Software-based Electronic Design Automation (EDA) tools, in general, can process circuit designs through what is referred to as an implementation flow to implement the circuit design within a given target programmable logic device (PLD). A circuit design can be specified in programmatic form, e.g., as a netlist, as one or more hardware description language files, or the like. A typical implementation flow entails various phases, or stages, such as synthesis, translation, packing, placement, and routing. The resulting circuit design is transformed into a bitstream that, when loaded into the target PLD, configures the target PLD to implement the circuit design.
Modern EDA tools also support iterative implementation flows. An iterative implementation flow is characterized by more than one pass through one or more or all phases of an implementation flow. Within an iterative implementation flow, the EDA tools must be able to process an existing implementation or a partial implementation of the circuit design. Typically, after a first pass through one or more phases of an implementation flow, the user makes some change to the existing circuit design. Such a change can include, but is not limited to, an HDL change, a timing requirement change, a physical packaging change, a physical floor-planning change, a design attribute change, etc. The circuit design is re-implemented in that it is processed through one or more of the phases of the implementation flow such that the changes are applied to the existing implementation, whether whole or partial, of the circuit design. That is, the changes are applied to a version of the circuit design that was generated from a prior implementation flow or phase of an implementation flow.
Examples of iterative implementation flows can include, but are not limited to, guide exact flow, guide leveraged flow, incremental design flow, and modular design flow. These examples of iterative implementation flows are supported by various software implementation tools available from Xilinx, Inc. of San Jose, Calif. (Xilinx® is a trademark of Xilinx, Inc. in the United States, other countries, or both.) Guide exact flow, for example, attempts to incorporate circuit design changes into the existing circuit design while preserving as much of the previous implementation of the circuit design as possible. Typically, the unchanged portions of the circuit design are “locked” throughout the re-implementation process.
Guide leverage flow refers to a process in which circuit design changes are incorporated into the existing circuit design, but implementation, or re-implementation, runtime is minimized. Runtime minimization usually entails taking the unchanged portions of the circuit design as the starting point and allowing changes to be applied to the circuit design, including the unchanged portions, as needed to implement the specified changes.

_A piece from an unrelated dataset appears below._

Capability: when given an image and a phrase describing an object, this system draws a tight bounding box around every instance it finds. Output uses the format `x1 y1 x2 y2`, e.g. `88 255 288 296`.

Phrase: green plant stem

Incremental design flow refers to a process that combines objectives of guide exact and guide leverage flows into a single flow. In an incremental flow, the circuit design is divided into smaller pieces referred to as “partitions”. For each partition that is not affected by a “current” change, the EDA tool re-applies the previous implementation of that partition. The EDA tool may alter the previous implementation of various partitions to the extent permitted by user assigned attributes associated with each respective partition of the circuit design.
Modular design flow refers to a divide-and-conquer technique in which a circuit design is subdivided, or partitioned, into a plurality of sub-designs. Each sub-design can be implemented independently of the others. This approach is suited for team environments in which different teams of developers are tasked with developing different sub-designs.

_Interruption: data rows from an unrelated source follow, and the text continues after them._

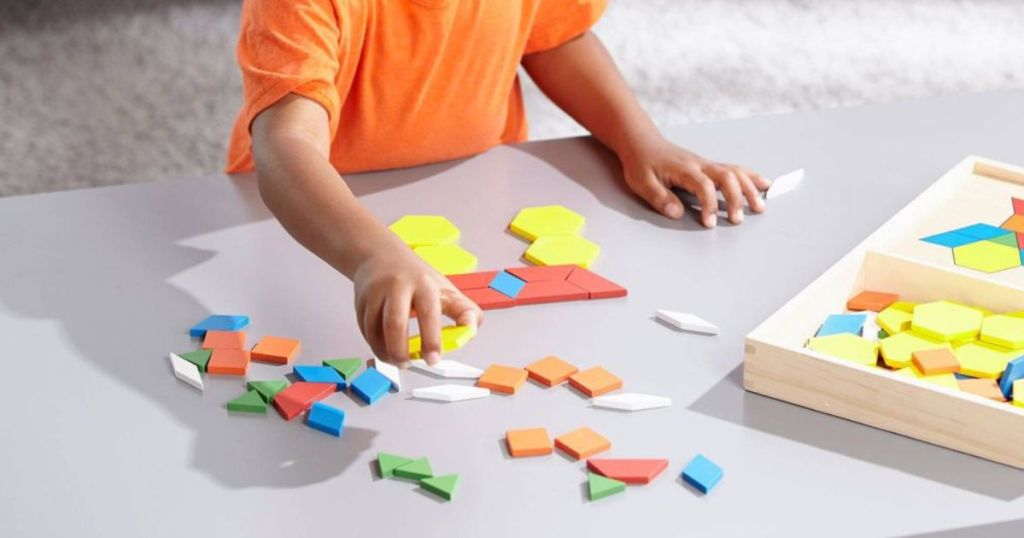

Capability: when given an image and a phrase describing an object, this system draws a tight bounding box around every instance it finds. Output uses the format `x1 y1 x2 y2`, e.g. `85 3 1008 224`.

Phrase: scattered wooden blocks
227 390 266 414
569 366 623 398
654 309 718 334
555 427 611 460
306 402 345 438
188 315 249 338
683 454 723 495
272 381 338 420
846 290 899 312
292 365 345 390
587 458 669 484
476 364 527 395
505 427 553 458
526 356 580 386
911 347 959 375
591 392 672 411
587 472 626 501
167 354 203 390
252 336 302 364
206 346 249 375
413 384 490 403
203 331 246 349
352 368 391 405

In each of these iterative implementation flow examples, the EDA tool must process an implemented, or partially implemented, circuit design into a feasible circuit design, i.e., one that can be successfully implemented on a target PLD. To this extent, other circuit design techniques also can be viewed as iterative implementation flows. For example, the inclusion of hard macros which specify placed and routed components, into a circuit design may be considered a type of iterative implementation flow.
Most PLDs, for example field programmable gate arrays, are constrained with respect to the number, or amount, of circuit resources that can be provided. Such constraints stem from a variety of factors including overall chip area. As a result, there typically is a large number of wires versus the number of available programmable interconnect points (PIPs) on a device. This means that each wire on the PLD cannot connect to each other wire on the PLD. Instead, wiring connectivity is carefully designed to maximize connectivity and circuit performance through the limited number of PIPs that are provided.
Limited routing connectivity associated with PLDs can create a number of circuit design challenges that EDA tools must address in order to generate feasible, routed, circuit designs. For example, limited routing connectivity influences the placement phase of an implementation flow, particularly in the context of iterative implementation flows.